3D Metadynamics Enhanced Sampling Simulations.

Well-tempered metadynamics was employed to study the homodimerization of TM helices using three collective variables (3D metadynamics), defined as the x-projection and y-projection of the center-of-mass distance between two helices and the crossing angle between two helices. A detailed description of the 3D metadynamics protocol was provided in a previous study.¹⁶

Well-tempered metadynamics³⁵ was also performed along the collective variables developed using DeepLDA and SPIB protocols. A Gaussian of height 0.1 kJ/mol was added along the CVs after every 2000 steps using a multiple walker approach. A biasfactor value of 10 was used. All simulations were performed using GROMACS v2021,³⁶ patched with PLUMED v2.9.³⁷ The NN models were developed using PyTorch,³⁸ and metadynamics along the CVs developed by the NN models was performed using the PLUMED interface for PyTorch. A flowchart illustrating the workflow used in this study is shown in Supplementary Figure 2.

RESULTS AND DISCUSSION

We studied the homodimerization of GpA (SEPEITLIIFGVMAGVIGTILLISYGIRR) and WALP23 (GWWLALALALALALALALALWWA) using metadynamics using the collective variables derived from the machine learning based protocols. Dimerization kinetics of GpA and WALP23 have been extensively characterized by using computational and experimental studies. These systems have been frequently used to assess new enhanced sampling approaches because of the wealth of data that is available. The effectiveness of the enhanced sampling methods is dependent on the choice of collective variables. A proper choice of collective variables should facilitate the sampling of both native and non-native configurations of the homodimer, leading to a converged estimation of the association free energy.

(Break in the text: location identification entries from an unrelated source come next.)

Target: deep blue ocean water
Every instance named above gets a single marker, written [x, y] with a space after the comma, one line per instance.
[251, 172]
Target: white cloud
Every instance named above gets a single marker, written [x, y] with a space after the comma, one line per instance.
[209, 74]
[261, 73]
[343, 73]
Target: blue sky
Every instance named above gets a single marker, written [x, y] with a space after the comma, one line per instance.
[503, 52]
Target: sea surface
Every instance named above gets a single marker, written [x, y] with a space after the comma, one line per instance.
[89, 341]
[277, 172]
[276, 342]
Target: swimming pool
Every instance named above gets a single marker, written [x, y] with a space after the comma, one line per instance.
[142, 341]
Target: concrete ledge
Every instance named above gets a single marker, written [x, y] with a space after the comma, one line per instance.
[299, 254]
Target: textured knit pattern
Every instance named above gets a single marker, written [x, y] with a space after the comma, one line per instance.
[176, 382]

Generating the Training Data Sets.

To use machine learning based collective variables, it is important to train a NN model by including both native and non-native dimer structures in the training data sets. Unbiased simulations of GpA and WALP23 in POPC were performed to build the training data sets. A total of 25 and 20 independent trajectories of length 5 μs were performed for GpA and WALP23, respectively. All simulations were started by placing the helices at least 2.5 nm apart to study the spontaneous aggregation of the homodimer. The population density obtained from the unbiased simulations was projected onto the crossing angle and $D_{\text{com}}$ space (Supplementary Figure 3). Many of the trajectories were found to be stuck in a single energy minimum, so the potential of mean force (PMF) associated with the dimerization of the homodimers was not calculated. However, we characterized the bound state structural ensembles for both GpA and WALP23. The structural ensemble obtained from the unbiased simulations was found to be similar to that obtained from the 3D metadynamics simulations.¹⁶ This finding suggests that the concatenated trajectory acquired from the independent, unbiased simulations contains information about those metastable states essential to the description of the association equilibrium for GpA and WALP23.

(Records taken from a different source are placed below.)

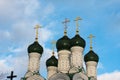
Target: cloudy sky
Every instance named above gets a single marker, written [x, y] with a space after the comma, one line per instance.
[19, 17]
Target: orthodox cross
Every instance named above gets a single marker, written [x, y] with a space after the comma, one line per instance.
[11, 76]
[65, 24]
[90, 37]
[77, 24]
[37, 27]
[53, 46]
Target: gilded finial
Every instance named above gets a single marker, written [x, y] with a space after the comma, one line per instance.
[77, 24]
[53, 46]
[65, 25]
[37, 27]
[90, 37]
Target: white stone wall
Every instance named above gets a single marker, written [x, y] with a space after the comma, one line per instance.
[64, 61]
[51, 71]
[34, 62]
[91, 68]
[77, 56]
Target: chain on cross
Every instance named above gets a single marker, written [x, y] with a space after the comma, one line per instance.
[77, 24]
[37, 27]
[65, 25]
[91, 37]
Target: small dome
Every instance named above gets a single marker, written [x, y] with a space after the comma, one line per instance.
[91, 56]
[35, 47]
[63, 43]
[52, 61]
[78, 41]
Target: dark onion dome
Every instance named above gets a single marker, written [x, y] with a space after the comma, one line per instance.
[52, 61]
[77, 41]
[91, 56]
[35, 47]
[63, 43]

One of the major characteristics of the homodimer structures is the crossing angle distribution between two helices (Supplementary Figure 3). Previous studies have shown that the thermodynamic origin of different crossing angle distributions can be identified as a specific interaction hotspot on the xy-projection of the COM–COM distances between two helices. We chose four points that can be associated with different interaction sites on the helix. Sixteen interhelical distances were defined by the four points on each helix, and the interhelical crossing angle was chosen as descriptors for each homodimer configuration (Methods).

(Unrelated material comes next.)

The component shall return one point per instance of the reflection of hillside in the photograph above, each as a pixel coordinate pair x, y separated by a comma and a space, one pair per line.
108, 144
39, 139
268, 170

Application of the DeepLDA Protocol.

The DeepLDA protocol has been successfully used to derive collective variables to study rare events in biomolecules.^39,40 We used the DeepLDA protocol to study the dimerization of proteins in the membrane. Data obtained from the unbiased simulations were used to train the NN models. Two classes, namely, bound and unbound states, were defined to derive a one-dimensional collective variable connecting the monomeric and dimeric states of the protein. For GpA and WALP23, the bound state structures were chosen if the $D_{\text{com}}$ value was less than 1.2 and 1 nm, respectively, and the unbound state structures were chosen if the $D_{\text{com}}$ value was greater than 2.5 nm. The histogram of the training data points projected onto the DeepLDA derived CV is shown in Figure 2. Well-tempered metadynamics was performed using the DeepLDA derived CV to study the dimerization free energy surfaces of GpA and WALP23. The PMFs obtained from the metadynamics simulations are shown in Figure 2. For GpA, three wells in the PMF were found along the CV, and in the case of WALP23, two wells were observed. The well near the bound state population of the protein was observed due to the stable dimeric forms of the homodimers. The well near the unbound state population of the homodimers arises due to the excess area available to the dimer (Supplementary Figure 4). For GpA, the well that is observed at −0.2 along the CV cannot be separated from the bound state well along the lateral COM–COM distance $\left(D_{\text{com}}\right)$ of the helices, but it is separable if we consider the z movement of the helices (Supplementary Figure 4). Thus, the origin of that well can be referred to as a metastable state of GpA that arises due to the movement of the helices along the membrane normal.

Figure 2.

Potential of mean force (PMF) for the association of (a) GpA and (b) WALP23 as a function of DeepLDA CV. The minimum value of the PMF was set to zero. Density distributions of the bound and unbound state training data points along the DeepLDA CV are shown as a histogram.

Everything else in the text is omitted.